[ProcessGroupNCCL] Avoid recording stream for synchronous ops #111431

kwen2501 · 2023-10-17T19:30:59Z

For synchronous ops (i.e. asyncOp = False), we don't want to record streams because we know that the NCCL stream will join back to the "current" stream right after this op. So we might just as well keep the stream ownership of the input/output tensors unchanged (i.e. not telling the caching allocator there is a stream-stream hand off). The benefit would be that the allocation/free of the tensors would look deterministic to the "current" stream so that the caching allocator can reuse memory pool for this stream in a clever way.

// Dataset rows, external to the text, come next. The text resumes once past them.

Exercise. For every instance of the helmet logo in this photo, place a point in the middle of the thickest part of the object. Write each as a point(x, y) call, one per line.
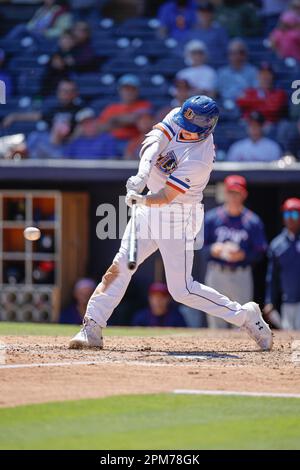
point(189, 114)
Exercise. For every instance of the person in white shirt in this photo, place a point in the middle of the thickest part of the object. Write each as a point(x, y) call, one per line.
point(177, 158)
point(256, 147)
point(201, 76)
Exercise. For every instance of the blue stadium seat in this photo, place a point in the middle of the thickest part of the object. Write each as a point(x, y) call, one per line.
point(99, 104)
point(227, 133)
point(168, 66)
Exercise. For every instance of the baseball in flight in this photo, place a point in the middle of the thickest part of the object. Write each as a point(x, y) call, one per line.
point(32, 233)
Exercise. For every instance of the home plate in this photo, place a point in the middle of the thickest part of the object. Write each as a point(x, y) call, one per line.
point(203, 356)
point(196, 357)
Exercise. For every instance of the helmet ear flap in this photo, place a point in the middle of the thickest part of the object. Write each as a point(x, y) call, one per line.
point(198, 114)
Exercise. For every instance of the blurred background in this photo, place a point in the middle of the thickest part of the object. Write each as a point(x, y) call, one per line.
point(85, 80)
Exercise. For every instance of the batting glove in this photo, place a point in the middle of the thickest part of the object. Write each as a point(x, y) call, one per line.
point(132, 196)
point(136, 183)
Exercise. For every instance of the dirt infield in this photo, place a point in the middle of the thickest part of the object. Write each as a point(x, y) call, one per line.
point(42, 369)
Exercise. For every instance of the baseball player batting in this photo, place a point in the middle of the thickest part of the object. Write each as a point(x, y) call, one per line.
point(176, 160)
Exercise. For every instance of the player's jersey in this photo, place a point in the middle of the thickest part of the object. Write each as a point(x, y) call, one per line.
point(183, 165)
point(245, 230)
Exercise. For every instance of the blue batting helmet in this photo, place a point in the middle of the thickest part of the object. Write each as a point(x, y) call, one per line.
point(198, 114)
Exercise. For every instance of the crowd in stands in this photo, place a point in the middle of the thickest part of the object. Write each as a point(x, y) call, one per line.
point(81, 85)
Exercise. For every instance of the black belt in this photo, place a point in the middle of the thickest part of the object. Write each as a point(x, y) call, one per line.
point(227, 267)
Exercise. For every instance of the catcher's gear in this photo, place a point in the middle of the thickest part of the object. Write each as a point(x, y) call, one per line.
point(132, 197)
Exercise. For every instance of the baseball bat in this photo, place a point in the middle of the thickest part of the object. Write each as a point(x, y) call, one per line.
point(132, 253)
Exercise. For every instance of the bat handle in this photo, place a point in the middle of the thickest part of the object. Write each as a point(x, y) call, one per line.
point(132, 255)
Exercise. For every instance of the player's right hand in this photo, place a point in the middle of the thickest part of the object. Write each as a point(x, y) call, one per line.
point(136, 183)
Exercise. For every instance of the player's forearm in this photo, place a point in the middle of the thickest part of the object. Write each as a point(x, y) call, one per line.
point(148, 156)
point(162, 197)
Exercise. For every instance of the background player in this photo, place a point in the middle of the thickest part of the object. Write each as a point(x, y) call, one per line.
point(283, 276)
point(235, 239)
point(176, 161)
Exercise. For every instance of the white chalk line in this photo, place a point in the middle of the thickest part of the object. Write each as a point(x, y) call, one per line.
point(81, 363)
point(235, 393)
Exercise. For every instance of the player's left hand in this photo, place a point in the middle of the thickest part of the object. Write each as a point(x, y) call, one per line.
point(236, 256)
point(133, 196)
point(136, 183)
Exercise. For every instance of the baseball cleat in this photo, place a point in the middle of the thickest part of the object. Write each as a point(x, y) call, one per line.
point(257, 328)
point(90, 336)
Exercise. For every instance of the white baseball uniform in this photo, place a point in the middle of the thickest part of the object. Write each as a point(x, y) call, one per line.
point(186, 166)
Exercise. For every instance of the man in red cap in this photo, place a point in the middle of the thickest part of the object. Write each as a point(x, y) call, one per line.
point(283, 276)
point(235, 241)
point(160, 312)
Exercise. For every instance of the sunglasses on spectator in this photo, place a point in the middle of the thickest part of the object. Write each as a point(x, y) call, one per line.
point(294, 215)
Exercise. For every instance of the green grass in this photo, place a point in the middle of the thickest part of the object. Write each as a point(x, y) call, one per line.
point(154, 422)
point(53, 329)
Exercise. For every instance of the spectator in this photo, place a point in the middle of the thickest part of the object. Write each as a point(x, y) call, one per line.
point(60, 64)
point(270, 11)
point(89, 143)
point(49, 144)
point(235, 78)
point(159, 312)
point(181, 91)
point(49, 21)
point(235, 240)
point(199, 75)
point(83, 54)
point(291, 138)
point(74, 313)
point(271, 102)
point(255, 148)
point(176, 18)
point(282, 282)
point(120, 118)
point(144, 125)
point(67, 103)
point(239, 18)
point(210, 32)
point(285, 38)
point(5, 76)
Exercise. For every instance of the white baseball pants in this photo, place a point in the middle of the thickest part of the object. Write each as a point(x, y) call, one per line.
point(171, 229)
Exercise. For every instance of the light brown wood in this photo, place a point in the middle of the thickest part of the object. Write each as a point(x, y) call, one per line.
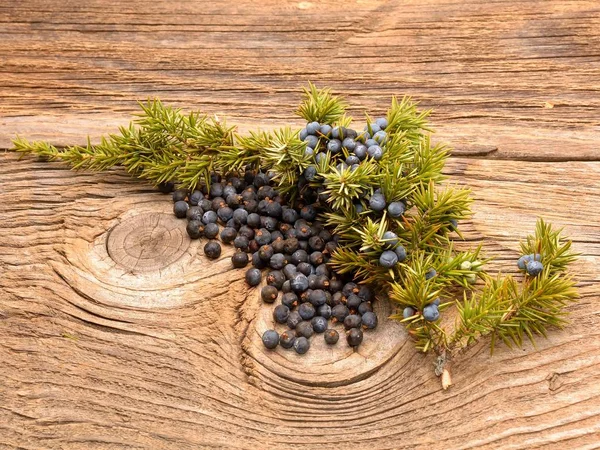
point(117, 332)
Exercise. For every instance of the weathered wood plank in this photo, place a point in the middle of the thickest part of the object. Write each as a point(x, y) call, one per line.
point(168, 357)
point(515, 78)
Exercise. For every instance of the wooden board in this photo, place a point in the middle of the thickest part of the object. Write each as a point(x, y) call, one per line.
point(155, 347)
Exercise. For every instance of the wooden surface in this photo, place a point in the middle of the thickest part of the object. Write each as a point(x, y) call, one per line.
point(116, 333)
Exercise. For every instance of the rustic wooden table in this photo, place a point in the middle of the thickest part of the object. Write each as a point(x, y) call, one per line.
point(116, 333)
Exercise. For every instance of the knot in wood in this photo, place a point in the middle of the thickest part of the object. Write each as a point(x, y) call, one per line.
point(147, 242)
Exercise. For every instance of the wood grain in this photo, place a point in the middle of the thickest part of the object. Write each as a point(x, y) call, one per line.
point(116, 331)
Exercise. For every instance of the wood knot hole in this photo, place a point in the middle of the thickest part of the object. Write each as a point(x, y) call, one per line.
point(147, 242)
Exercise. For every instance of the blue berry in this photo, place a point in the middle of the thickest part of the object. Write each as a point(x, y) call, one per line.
point(310, 173)
point(400, 253)
point(534, 268)
point(382, 123)
point(375, 152)
point(431, 313)
point(311, 141)
point(287, 338)
point(369, 320)
point(312, 128)
point(325, 130)
point(319, 324)
point(354, 337)
point(380, 137)
point(270, 339)
point(281, 313)
point(360, 151)
point(377, 202)
point(351, 160)
point(523, 260)
point(334, 146)
point(396, 209)
point(390, 239)
point(349, 144)
point(388, 259)
point(408, 312)
point(301, 345)
point(331, 336)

To prevent the input/output tensors from being recycled by python, we rely on the stashing mechanism in ProcessGroupNCCL (which can be also turned on by setting TORCH_NCCL_AVOID_RECORD_STREAMS=1).

This mechanism change is for libraries like FSDP which uses all_gather_into_tensor and reduce_scatter_tensor in a synchronous way and which cannot set TORCH_NCCL_AVOID_RECORD_STREAMS=1 for their users. And therefore, this change is limited to these two collectives for now.

Cc: @awgu @janeyx99 @albanD

pytorch-bot · 2023-10-17T19:31:04Z

🔗 Helpful Links

🧪 See artifacts and rendered test results at hud.pytorch.org/pr/111431

📄 Preview Python docs built from this PR
📄 Preview C++ docs built from this PR
❓ Need help or want to give feedback on the CI? Visit the bot commands wiki or our office hours

Note: Links to docs will display an error until the docs builds have been completed.

❌ 1 New Failure

As of commit 4113d9c with merge base 6f06832 ():

NEW FAILURE - The following job has failed:

pull / linux-focal-cuda12.1-py3.10-gcc9-sm86 / test (default, 3, 5, linux.g5.4xlarge.nvidia.gpu) (gh)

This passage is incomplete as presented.